- Directed by: George Sherman
- Screenplay by: Dan Pepper Burt Picard
- Story by: Dan Pepper
- Produced by: Sam Katzman
- Starring: Van Johnson Jean-Pierre Aumont Dany Carrel
- Cinematography: Basil Emmott
- Edited by: Edwin H. Bryant Gordon Pilkington
- Music by: Mischa Bakaleinikoff
- Production company: Clover Productions
- Distributed by: Columbia Pictures
- Release date: October 19, 1960;
- Running time: 75 minutes
- Country: United States
- Language: English

= The Enemy General =

The Enemy General is a 1960 American drama war film directed by George Sherman and starring Van Johnson.

The film was shot on location in Europe.

==Plot==
The setting is World War II. An Office of Strategic Services agent, working with the French Resistance, ambushes a Nazi convoy with a high-ranking general, who escapes.
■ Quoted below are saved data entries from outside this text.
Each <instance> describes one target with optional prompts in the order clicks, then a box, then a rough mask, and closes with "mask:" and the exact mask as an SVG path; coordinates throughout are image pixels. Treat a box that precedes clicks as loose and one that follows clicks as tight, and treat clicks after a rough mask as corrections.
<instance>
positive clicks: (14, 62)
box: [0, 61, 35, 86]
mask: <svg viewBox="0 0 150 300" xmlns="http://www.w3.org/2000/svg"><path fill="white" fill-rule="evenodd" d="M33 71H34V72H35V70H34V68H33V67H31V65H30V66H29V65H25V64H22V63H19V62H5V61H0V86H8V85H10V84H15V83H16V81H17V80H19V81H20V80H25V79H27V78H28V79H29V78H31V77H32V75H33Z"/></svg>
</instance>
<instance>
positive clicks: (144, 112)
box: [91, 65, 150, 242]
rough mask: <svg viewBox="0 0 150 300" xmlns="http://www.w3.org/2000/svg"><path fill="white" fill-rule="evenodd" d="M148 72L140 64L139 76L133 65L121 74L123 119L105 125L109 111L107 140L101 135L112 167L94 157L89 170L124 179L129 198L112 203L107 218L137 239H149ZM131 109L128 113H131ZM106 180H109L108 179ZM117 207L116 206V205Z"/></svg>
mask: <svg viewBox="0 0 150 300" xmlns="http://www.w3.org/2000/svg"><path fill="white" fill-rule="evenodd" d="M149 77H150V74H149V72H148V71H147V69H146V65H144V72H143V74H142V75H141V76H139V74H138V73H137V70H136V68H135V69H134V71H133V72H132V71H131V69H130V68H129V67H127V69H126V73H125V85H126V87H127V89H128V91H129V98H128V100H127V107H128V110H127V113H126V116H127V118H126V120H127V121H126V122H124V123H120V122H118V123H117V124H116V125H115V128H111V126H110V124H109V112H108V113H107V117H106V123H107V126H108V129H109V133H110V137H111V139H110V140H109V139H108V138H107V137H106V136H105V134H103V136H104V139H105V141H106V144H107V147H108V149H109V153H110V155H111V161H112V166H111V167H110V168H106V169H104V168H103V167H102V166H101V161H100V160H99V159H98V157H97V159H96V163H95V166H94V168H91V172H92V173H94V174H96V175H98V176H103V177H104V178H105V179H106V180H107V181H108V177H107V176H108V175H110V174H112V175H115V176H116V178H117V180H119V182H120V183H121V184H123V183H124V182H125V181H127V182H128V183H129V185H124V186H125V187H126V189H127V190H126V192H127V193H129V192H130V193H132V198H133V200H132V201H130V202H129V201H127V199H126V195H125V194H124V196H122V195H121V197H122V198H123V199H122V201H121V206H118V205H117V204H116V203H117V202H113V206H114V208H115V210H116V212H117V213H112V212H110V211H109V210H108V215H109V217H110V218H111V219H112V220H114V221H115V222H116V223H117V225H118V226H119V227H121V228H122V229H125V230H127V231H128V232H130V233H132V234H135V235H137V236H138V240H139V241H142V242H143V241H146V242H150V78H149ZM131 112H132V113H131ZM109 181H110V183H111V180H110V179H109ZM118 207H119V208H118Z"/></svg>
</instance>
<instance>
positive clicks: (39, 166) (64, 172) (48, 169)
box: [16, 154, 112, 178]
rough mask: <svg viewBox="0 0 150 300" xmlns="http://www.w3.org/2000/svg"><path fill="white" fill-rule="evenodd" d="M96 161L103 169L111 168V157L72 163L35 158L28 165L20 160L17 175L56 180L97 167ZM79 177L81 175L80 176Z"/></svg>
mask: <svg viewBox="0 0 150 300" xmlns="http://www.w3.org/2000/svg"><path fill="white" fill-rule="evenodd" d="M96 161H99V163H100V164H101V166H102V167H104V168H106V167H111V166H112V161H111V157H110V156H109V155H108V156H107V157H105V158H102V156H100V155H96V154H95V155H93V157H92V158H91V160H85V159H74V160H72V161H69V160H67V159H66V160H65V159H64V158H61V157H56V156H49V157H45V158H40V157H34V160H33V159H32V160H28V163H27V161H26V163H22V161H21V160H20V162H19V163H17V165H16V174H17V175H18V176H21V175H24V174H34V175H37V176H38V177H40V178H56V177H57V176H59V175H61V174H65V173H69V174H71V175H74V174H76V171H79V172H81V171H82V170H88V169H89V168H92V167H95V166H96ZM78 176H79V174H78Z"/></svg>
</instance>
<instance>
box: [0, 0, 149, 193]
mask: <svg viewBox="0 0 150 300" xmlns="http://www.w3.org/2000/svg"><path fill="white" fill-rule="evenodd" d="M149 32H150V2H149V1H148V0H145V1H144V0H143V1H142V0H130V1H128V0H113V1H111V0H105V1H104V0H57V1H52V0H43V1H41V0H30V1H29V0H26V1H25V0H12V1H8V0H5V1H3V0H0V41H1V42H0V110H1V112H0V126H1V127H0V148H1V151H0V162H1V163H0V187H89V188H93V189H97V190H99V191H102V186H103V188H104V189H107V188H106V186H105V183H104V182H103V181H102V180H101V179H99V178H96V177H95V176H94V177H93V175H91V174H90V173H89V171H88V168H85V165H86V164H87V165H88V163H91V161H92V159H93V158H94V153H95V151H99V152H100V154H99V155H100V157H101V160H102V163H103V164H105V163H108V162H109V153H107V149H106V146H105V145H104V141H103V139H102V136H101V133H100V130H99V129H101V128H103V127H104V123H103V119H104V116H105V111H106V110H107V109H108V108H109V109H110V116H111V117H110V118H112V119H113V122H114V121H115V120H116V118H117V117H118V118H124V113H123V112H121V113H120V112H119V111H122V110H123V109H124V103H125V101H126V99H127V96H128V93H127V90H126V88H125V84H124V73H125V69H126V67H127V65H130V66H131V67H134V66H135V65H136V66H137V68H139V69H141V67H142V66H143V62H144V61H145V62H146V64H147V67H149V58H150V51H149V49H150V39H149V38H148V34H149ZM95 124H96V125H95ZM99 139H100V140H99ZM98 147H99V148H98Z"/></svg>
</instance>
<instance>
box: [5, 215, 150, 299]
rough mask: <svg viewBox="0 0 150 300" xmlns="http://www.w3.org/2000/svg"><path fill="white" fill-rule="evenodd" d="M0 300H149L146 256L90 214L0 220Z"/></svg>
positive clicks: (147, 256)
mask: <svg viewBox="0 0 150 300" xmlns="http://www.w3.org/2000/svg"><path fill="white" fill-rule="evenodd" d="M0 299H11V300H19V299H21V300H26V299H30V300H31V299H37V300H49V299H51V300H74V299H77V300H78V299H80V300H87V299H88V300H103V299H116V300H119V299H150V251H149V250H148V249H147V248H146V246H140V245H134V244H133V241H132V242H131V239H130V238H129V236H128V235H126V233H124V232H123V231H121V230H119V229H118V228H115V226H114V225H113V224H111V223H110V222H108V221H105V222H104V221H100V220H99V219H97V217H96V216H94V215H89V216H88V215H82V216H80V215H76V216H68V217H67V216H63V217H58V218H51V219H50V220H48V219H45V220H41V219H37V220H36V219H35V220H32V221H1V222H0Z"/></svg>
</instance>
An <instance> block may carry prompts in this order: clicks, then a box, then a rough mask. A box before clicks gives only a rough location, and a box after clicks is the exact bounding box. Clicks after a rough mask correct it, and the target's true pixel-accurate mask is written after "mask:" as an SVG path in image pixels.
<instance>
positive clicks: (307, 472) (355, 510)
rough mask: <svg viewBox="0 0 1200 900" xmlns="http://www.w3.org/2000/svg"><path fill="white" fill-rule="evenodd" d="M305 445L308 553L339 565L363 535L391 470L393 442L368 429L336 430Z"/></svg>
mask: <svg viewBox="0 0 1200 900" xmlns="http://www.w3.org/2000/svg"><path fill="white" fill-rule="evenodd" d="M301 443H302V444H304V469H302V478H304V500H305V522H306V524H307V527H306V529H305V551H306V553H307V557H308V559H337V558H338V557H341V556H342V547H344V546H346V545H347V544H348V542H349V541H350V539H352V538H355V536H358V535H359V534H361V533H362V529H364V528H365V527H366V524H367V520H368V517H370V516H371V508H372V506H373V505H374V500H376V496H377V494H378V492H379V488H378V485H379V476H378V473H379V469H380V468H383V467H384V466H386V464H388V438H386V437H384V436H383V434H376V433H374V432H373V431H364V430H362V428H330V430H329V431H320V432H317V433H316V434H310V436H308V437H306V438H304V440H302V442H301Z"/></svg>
Later they take him from a Nazi prison and smuggle him to England.

==Cast==
- Van Johnson as Captain Allan Lemaire
- Jean-Pierre Aumont as Lionel Durand
- Dany Carrel as Lisette
- John Van Dreelen as SS-Gruppenführer Ernest Bruger
- Françoise Prévost as Nicole
- Hubert Noël as Claude
- Jacques Marin as Marceau
- Gérard Landry as Navarre
- Edward Fleming as Sergeant Allen
- Paul Bonifas as Mayor
- Paul Muller as Major Zughoff

==Novelization==
A novelization of the screenplay was issued by Monarch Books in May 1960—about two months in advance of the film's release (as was often customary in the era). The by-line was given as "Dan Pepper & Max Gareth". Both names were pseudonyms. "Dan Pepper", also credited as co-screenwriter, was a joint pseudonym for Lou Morheim (who would become a noted screenwriter and producer under his own name) and American novelist Stuart James.